2023 Fiscal Year Research-status Report
順遺伝学で同定した新規遺伝子によるマウス・ヒトにおける神経分化制御機構の解明
Project/Area Number |
21K15011
|
Research Institution | Nara Medical University |
Principal Investigator |
吉田 純子 奈良県立医科大学, 医学部, 助教 (30769196)
|
Project Period (FY) |
2021-04-01 – 2025-03-31
|
Keywords | 神経分化異常 / zinc finger protein / 1細胞解析 / 神経デフォルトモデル / 分化抵抗性 / ES細胞 / adult neurogenesis / 順遺伝学 |
Outline of Annual Research Achievements |
申請者は、変異に伴いマウスES細胞の分化に異常をきたす機能未知のzinc finger protein(Zfp)遺伝子を同定し、その機能解析を進めてきた。その過程で、本Zfp遺伝子は特に神経分化に重要な機能を果たしていることがわかった。また、1細胞RNA-seq解析の結果、本Zfp遺伝子の破壊ES細胞では胎盤方向へ分化する細胞集団が存在することを突き止めた。哺乳類の初期発生における最初の細胞系譜分岐は、やがて胎児となる胚方向または胎盤方向への分化であるが、本Zfp遺伝子がその系譜決定時に重要な役割を果たしている可能性が示唆された。 そこで、本Zfp遺伝子による神経分化制御の分子メカニズムを詳細に調べるために、本Zfp遺伝子と相互作用する分子を質量分析で調べたところ、別のZfp遺伝子が、鍵となる遺伝子の候補として同定された。
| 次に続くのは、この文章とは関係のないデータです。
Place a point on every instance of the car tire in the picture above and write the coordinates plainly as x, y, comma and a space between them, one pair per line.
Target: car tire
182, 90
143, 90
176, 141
さらにこの別のZfp遺伝子が、ES細胞の多能性制御において重要な役割を果たしているOct4と三次元的に共局在していることが免疫染色の結果から判明した。1細胞RNA-seq解析の結果からも、本Zfp遺伝子の破壊ES細胞でOct4の発現上昇を認めている。 Oct4、本Zfp遺伝子、本Zfp遺伝子と相互作用している別のZfp遺伝子の3者による多能性維持や分化における遺伝子発現制御機構について、現在ChIP-seqとHiChIPによって解析することを試みている。
|
Current Status of Research Progress |
Current Status of Research Progress
3: Progress in research has been slightly delayed.
Reason
当初予定していた、マウス個体における本Zfp遺伝子の機能解析、およびヒトiPS細胞における本Zfp遺伝子のホモログ(ZNF遺伝子)の破壊株の作製において遅れが生じている。理由は、マウスES細胞を用いた本Zfp遺伝子の分子メカニズムの解明の方に、当初予定していたよりも多くの労力とコストがかかっているためである。
|
Strategy for Future Research Activity |
本Zfp遺伝子とOct4という多能性制御に重要な分子との関連性を発見しているので、引き続き、本Zfp遺伝子産物とOct4との物理的または機能的な相互作用を中心に解析を進める予定である。方法としては、(1) Oct4、本Zfp遺伝子、本Zfp遺伝子と相互作用している別のZfp遺伝子の3者のChIP-seqを行い、3者による遺伝子発現制御機構を同定する。(2)ライブセルイメージングによって上述の3者の挙動を解析する。(3) 野生型ES細胞及び本Zfp遺伝子の破壊株を用いて、H3K4me3とH3K27acのHiChIP解析を行い、特にOct4が強く関与しているエンハンサー領域とプロモーター領域におけるゲノム三次元構造の違いについて、解析を行う予定である。 ヒトiPS細胞でのホモログZNF遺伝子のノックアウト株作製も引き続き進め、神経分化誘導時の経時的遺伝子発現の推移を調べ、マウスでの遺伝子ネットワークと比較することで機能解析を進めていく。
|
Causes of Carryover |
本Zfp遺伝子はOct4という重要な分子との関連性があり、この分子メカニズムを詳細に解析するため、HiChIP解析を計画している。しかし、この解析には高額な受託解析費用が必要になるため、令和5年度使用予定であった額と次年度分を合わせた金額で、令和6年度にHiChIP解析を行う予定である。